The backing could drop to a point where it does not cover expected loss during basket rebalances. This risk is mitigated by the lindy nature of the underlying assets — ETH+ has never slashed RSR stakers during rebalances — and the imminent introduction of CowSwap solvers into the rebalance process.

2. Yield falling below benchmark

ETH+ yield may fall below single-asset benchmarks such as stETH. However, this is offset by the diversification and DeFi utility benefits that ETH+ provides, as well as the ability to rebalance into higher-yielding weETH and frxETH allocations at a later date. Liquidity profiles support this approach at the current time.
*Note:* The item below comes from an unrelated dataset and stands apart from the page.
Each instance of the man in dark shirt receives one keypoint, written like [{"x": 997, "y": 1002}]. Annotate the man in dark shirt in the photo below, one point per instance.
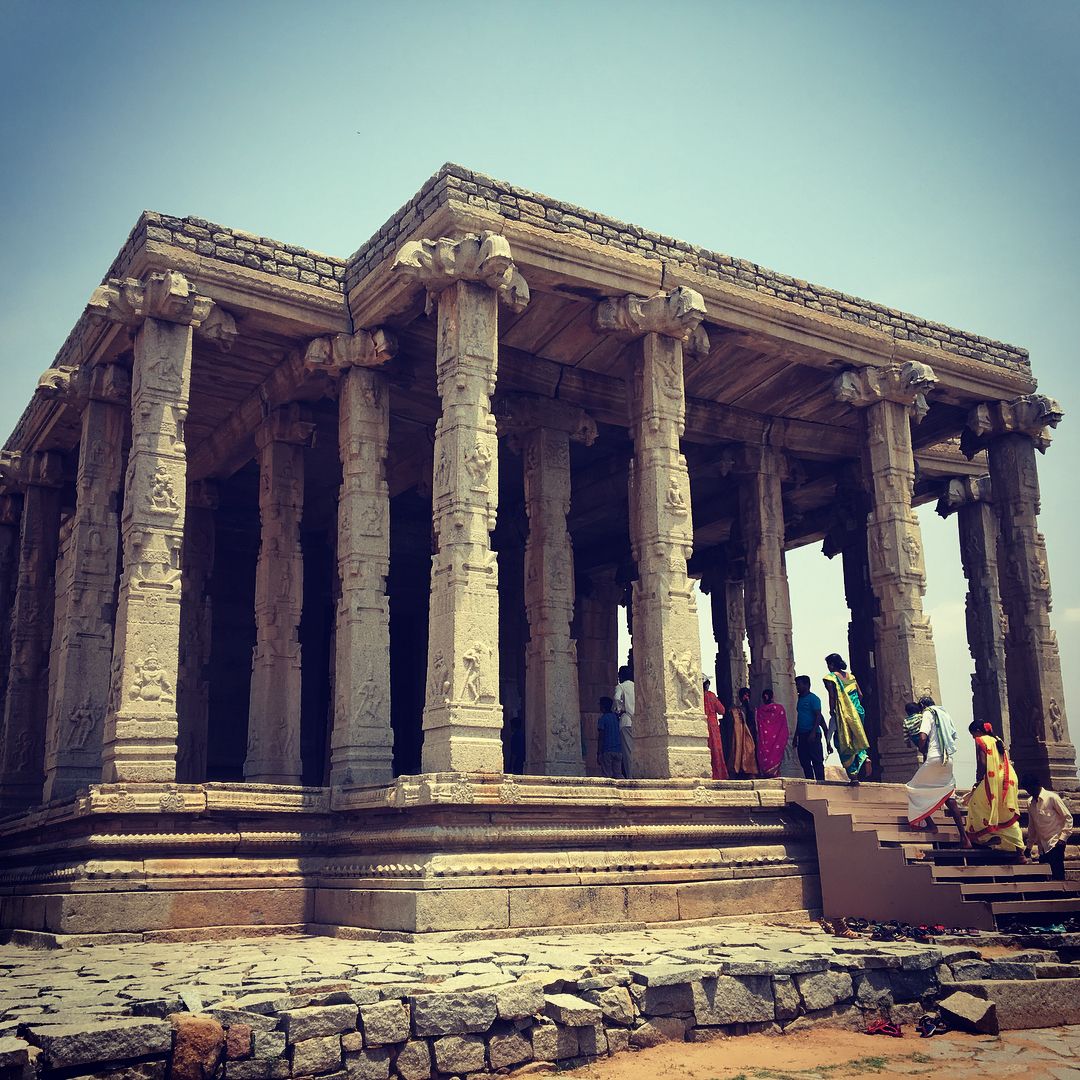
[
  {"x": 608, "y": 741},
  {"x": 807, "y": 742}
]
3. Increased susceptibility to governance attacks

With a reduced staking yield, the staking pool could shrink, increasing susceptibility to governance attacks. However, ETH+ is still expected to have approximately $1M governing the DTF, with governance oversight from multiple parties including ABC, CC, StakeDAO, the DTF Champion, and the Governance Facilitator.

Impact by stakeholder

Stakeholder Impact Notes
RSR holders (broad) :white_check_mark: Positive Buy & burn benefits all holders
ETH+ holders :warning: Marginal yield change Offset by diversification, DeFi utility, and future basket optimization
RSR stakers on ETH+ :warning: Reduced direct yield Offset by buy & burn + lower risk profile implies lower expected returns

Timing

This proposal is bundled with the second governance action introducing weETH to the ETH+ basket. The yield boost from weETH partially offsets the take rate adjustment, minimizing the impact on ETH+ holders.

This is considered the appropriate moment to make this change. The weETH addition softens the impact on holder yield, making now the least disruptive time to adjust the revenue structure.


Open for discussion

Feedback from the community is welcome. This RFC is intended to start the conversation, not end it.